The central event of the conference was the speech of Archimandrite Robert Taft, Professor of Eastern Liturgy at the Pontifical Oriental Institute, the world's leading specialist in the Orthodox liturgy. Reconstructing the place of women in the church life of Byzantium, Fr Robert noted that until the 10th century, one finds references to "deaconesses" as an institution. In ancient times, women were allowed to administer the Holy Gifts to others. Limitations for women in connection with church service must be viewed in context with general restrictions placed not only upon the laity but even upon the emperor himself. In his speech, which was exceptionally respectful to the Orthodox Church, Fr Robert stressed that the Church is first of all a Christian community, and not an association of clerics.
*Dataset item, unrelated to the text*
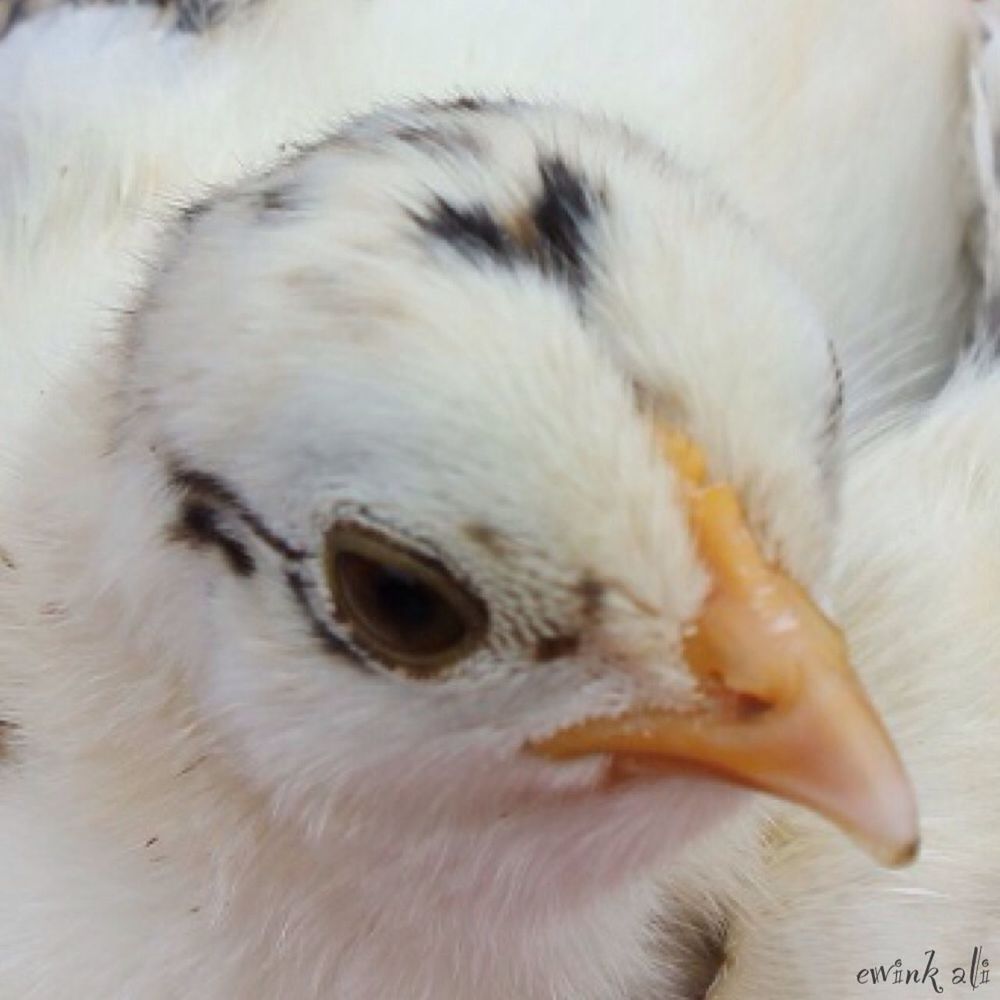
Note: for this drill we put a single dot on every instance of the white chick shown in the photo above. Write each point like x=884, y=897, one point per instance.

The organized service of women could very much help today's world, which suffers greatly from its loss of faith.
A more mixed reaction was elicited by a serious theological examination by Nun Vassa (Larin), a student of Prof. Taft, on ecclesiastical rules on the "impure" times in a woman's life. Sister Vassa's bold presentation posed the question: "is a person morally responsible for the period of cleansing, and to what extent does the corresponding prohibition from participation in liturgical life draw one closer to God?"
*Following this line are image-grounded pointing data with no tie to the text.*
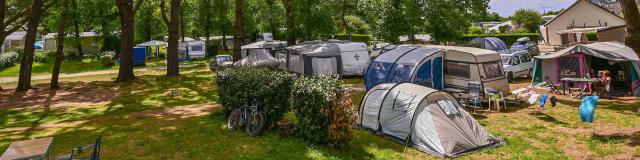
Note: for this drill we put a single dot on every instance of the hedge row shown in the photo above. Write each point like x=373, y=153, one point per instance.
x=271, y=89
x=507, y=38
x=354, y=37
x=323, y=110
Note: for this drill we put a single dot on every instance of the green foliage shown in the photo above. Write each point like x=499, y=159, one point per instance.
x=42, y=56
x=315, y=102
x=107, y=58
x=529, y=19
x=507, y=38
x=272, y=89
x=354, y=37
x=8, y=59
x=592, y=36
x=475, y=30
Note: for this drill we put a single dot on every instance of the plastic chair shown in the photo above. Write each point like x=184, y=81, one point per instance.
x=496, y=98
x=95, y=154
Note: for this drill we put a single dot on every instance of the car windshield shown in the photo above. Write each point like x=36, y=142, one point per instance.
x=223, y=59
x=505, y=59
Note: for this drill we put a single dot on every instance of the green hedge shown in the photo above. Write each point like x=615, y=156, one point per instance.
x=271, y=88
x=321, y=119
x=354, y=37
x=507, y=38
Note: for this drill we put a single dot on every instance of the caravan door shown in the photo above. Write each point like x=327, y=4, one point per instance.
x=355, y=58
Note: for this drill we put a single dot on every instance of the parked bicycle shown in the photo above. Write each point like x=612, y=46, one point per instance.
x=249, y=116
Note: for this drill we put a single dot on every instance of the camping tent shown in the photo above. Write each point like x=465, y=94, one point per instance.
x=578, y=60
x=420, y=65
x=271, y=46
x=424, y=118
x=314, y=59
x=490, y=43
Professor Nadieszda Kizenko of SUNY Albany spoke on the concept of confession for women in Tsarist Russia, painting a picture of harsh social injustice, helping to grasp a sober, Orthodox attitude towards repentance, and also to understand that one's way of life's inseparable from one's sinfulness.
Natalia Ermolaev, doctoral candidate at Columbia University, delivered a lecture on the social service of women, which proved a revelation for many listeners. They learned that in our time there are Orthodox Christians who actively follow the testaments of the Savior and care for "these little ones" (Matthew 10:42). In North America there are a number of Orthodox societies formed to help the needy, among which is the renowned International Orthodox Christian Charities (www.iocc.org). Addressing the danger of feminism, the speaker, referring to the Orthodox theologian Elizabeth Behr-Sigal, explained that in feminism, women lock themselves into their own midst, abandoning their calling to work for humanity at large.
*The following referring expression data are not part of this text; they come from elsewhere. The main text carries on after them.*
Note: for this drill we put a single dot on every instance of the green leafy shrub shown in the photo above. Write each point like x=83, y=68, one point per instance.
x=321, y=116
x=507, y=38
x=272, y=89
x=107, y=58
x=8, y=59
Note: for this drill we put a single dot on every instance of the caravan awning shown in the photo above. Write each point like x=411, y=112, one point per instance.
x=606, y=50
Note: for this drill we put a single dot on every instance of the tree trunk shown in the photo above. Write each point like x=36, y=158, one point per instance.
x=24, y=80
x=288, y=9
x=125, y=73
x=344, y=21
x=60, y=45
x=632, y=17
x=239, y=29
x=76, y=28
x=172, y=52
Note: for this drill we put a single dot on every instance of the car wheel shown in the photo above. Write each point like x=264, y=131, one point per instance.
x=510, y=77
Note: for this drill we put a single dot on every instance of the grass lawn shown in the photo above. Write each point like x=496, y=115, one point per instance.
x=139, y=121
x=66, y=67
Each day of the gathering began with morning and ended with evening prayers. The Diocesan Holy Myrrh-bearer's Women's Choir, under the direction of Eugenia Temidis, sang all-night vigil and Divine Liturgy on the feast day of All Saints in English for the first time. It is important to note the efforts of the organizers of the Conference: Fr Alexander Antchoutine, the Rector of Intercession Church; Catherine Straut; Catherine Mickle; and Natalia Fekula, along with all the parishioners, who warmly welcomed the conferees.
The most valuable part of the Conference were the fruitful discussions on uncomfortable matters such as the ordination of women, the degree of their participation in the conciliar life of the Church, the relevance of the 16th-century compendium "Domostroy," etc. The Conference's two days showed that in addition to the fifty-percent that the organizers' enthusiasm contributed to its success, another 45 percent or so was attributable to the participation of the conferees. The Conference, without reaching a final conclusion on the questions, still illuminated the problems addressed, which began a dialog. This was a clear example of the striving of the people of God towards conciliarity, and was a sign of a new period in the life of the Russian Orthodox Church Outside of Russia, which moves from the preservation of Holy Tradition as its main goal to developing its meaning.